Professor Sheldrick studied Political Science at Carleton University before going to law school at the University of Toronto. He then returned to the study of Political Science, completing his MA and PhD at York University in Toronto. He previously taught in the Law department  at Keele University in the U.K., and the Department of Politics at the University of Winnipeg. His research straddles the intersection of law and political science. His overall approach is informed by political economy and the conceptualization of political phenomena in terms of their relationship to economic factors. He is interested in social movements, particularly anti-poverty groups, and their mobilization around the welfare state and community economic development initiatives.   He has a deep interest in issues related to human rights and social justice, and the incorporation of law into the organization of states.

Current Project: 

Byron is currently working on a research related to the restructuring of local governance around concepts of engagement and collaboration, as well as projects examining the restructuring of legal aid systems and the concept of legal empowerment.  

Teaching Interests: 

Canadian politics, Canadian public policy, administrative law, social movements

Recent Publications: 

“Administrative Law and Public Governance:An Overlooked Dimension of Governance” in O.P. Dwivedi, Tim Mau, and Byron Sheldrick.  The Evolving Physiology of Government:  Canadian Public Administration in Transition (Ottawa:  University of Ottawa Press, 2009), pp. 353-374.

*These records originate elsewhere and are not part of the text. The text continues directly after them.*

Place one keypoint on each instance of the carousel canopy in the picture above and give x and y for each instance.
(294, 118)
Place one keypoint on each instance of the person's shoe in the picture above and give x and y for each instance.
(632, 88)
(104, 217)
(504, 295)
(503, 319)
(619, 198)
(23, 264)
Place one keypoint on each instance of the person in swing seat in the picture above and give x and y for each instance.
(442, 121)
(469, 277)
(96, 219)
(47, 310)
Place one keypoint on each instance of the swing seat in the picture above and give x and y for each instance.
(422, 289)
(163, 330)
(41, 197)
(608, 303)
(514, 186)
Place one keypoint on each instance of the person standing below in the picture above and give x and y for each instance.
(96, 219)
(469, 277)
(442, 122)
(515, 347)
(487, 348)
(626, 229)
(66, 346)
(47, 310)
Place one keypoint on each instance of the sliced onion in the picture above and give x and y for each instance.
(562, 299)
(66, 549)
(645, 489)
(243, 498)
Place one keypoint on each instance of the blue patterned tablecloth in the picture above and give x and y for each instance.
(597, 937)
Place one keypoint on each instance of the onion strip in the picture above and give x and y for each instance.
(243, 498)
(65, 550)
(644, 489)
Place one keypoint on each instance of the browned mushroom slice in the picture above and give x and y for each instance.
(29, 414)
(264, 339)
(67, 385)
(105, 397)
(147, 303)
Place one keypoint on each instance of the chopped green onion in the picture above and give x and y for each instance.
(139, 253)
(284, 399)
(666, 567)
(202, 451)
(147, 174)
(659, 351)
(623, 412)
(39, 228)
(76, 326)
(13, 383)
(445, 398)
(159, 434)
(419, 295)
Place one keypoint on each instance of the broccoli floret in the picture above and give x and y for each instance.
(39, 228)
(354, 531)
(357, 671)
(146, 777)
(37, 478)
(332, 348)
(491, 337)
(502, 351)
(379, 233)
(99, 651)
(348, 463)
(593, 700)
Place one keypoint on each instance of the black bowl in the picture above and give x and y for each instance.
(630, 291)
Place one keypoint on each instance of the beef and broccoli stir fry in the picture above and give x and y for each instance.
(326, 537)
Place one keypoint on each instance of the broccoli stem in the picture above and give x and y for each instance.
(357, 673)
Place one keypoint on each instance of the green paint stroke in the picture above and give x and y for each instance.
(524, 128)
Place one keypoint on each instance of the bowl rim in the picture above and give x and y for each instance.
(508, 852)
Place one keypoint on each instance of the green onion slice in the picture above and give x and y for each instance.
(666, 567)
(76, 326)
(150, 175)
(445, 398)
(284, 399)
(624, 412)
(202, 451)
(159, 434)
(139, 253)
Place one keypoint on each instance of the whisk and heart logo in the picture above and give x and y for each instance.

“Community Economic Development:  Governance and State-Civil Society Relations” In John Loxley (ed) Transforming or Reforming Capitalism:  Towards a Theory of Community Economic Development (Halifax: Fernwood Publishing). 2007, pp. 87-108

Perils and Possibilities:  Social Activism and the Law (Halifax:  Fernwood Press, 2004) 

“Judicial Review and the Allocation of Health Care Resources in Canada and the United Kingdom”  Journal of Comparative Policy Analysis: Research and Practice 5(2003) 147-164.

“The Contradictions of Welfare to Work: Social Security Reform in Britain” Studies in Political Economy, 62 (2000), 99-122.